38—Which of the Raptors’ new players are you most excited about?
I can’t believe 16% are still excited about Aron Baynes.
39—What’s a realistic expectation for the Raptors this season?
First round of the playoffs—56%
At this rate, it’s looking like we should have offered a fifth option: none of the above. Kidding (mostly). Despite the slow start, I’m still of the belief that they’ll figure it out and, at minimum, squeeze into the playoffs. The East isn’t exactly running away from them, and with the play-in tournament, as well as some of the roster uncertainty in the COVID-19 era, it shouldn’t take much for them to re-enter the mix.
40—Will Malachi Flynn be a rookie of the year candidate?
They’ve got to play him first.
41—With all the stories coming out of Los Angeles, how do you feel about Kawhi leaving now?
I wish he had stayed—68%
The Raptors dodged a bullet—32%
I actually think the reports out of L.A. were more of an indictment on the Clippers than on Kawhi.
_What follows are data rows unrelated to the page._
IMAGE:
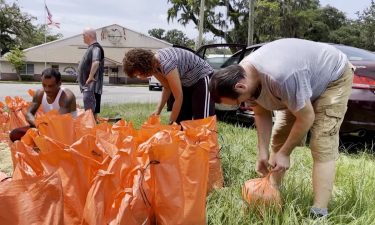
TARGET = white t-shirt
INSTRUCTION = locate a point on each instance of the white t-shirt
(294, 70)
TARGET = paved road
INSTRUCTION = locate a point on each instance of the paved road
(112, 95)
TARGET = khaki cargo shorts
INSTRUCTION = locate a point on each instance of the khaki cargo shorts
(330, 109)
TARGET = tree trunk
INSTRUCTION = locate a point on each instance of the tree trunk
(19, 76)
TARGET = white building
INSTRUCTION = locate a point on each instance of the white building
(65, 54)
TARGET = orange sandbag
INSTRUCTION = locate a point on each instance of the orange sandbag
(215, 175)
(36, 200)
(4, 177)
(77, 166)
(56, 126)
(260, 191)
(4, 124)
(116, 196)
(180, 177)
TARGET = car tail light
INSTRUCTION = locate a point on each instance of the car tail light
(362, 82)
Every superstar in the league gets preferential treatment, that’s just the reality of the modern NBA. Kawhi got away with the same things, or similar things in Toronto. Privately, a few of his Raptors teammates weren’t thrilled about some it (the load management, etc.), but the team did a good job of managing expectations and keeping everybody focused on the common goal. If the Clippers did their homework – and the number of Raptors press passes they collected suggests that they did – they should’ve known what they were getting themselves into and prepared their players accordingly. If Kawhi is high-maintenance, he’s worth it.
42—Will the Raptors win another championship in the next 5 years?
The safe bet here is; no. But, then again, how many people would’ve voted yes to this question before the Raptors traded for Kawhi? Point being, things move quickly in the NBA and you never know when the balance of power is going to shift. Every few months it seems like a different star player becomes disgruntled with their situation and wants to be traded. That’s the argument in favour of remaining competitive and maintaining flexibility. The Raptors have a smart, opportunistic front office that fans clearly have a lot of faith in. If and when there’s a sensible move out there that could re-open their window to contend for a championship (without completely mortgaging their future), trust that they’ll pull the trigger.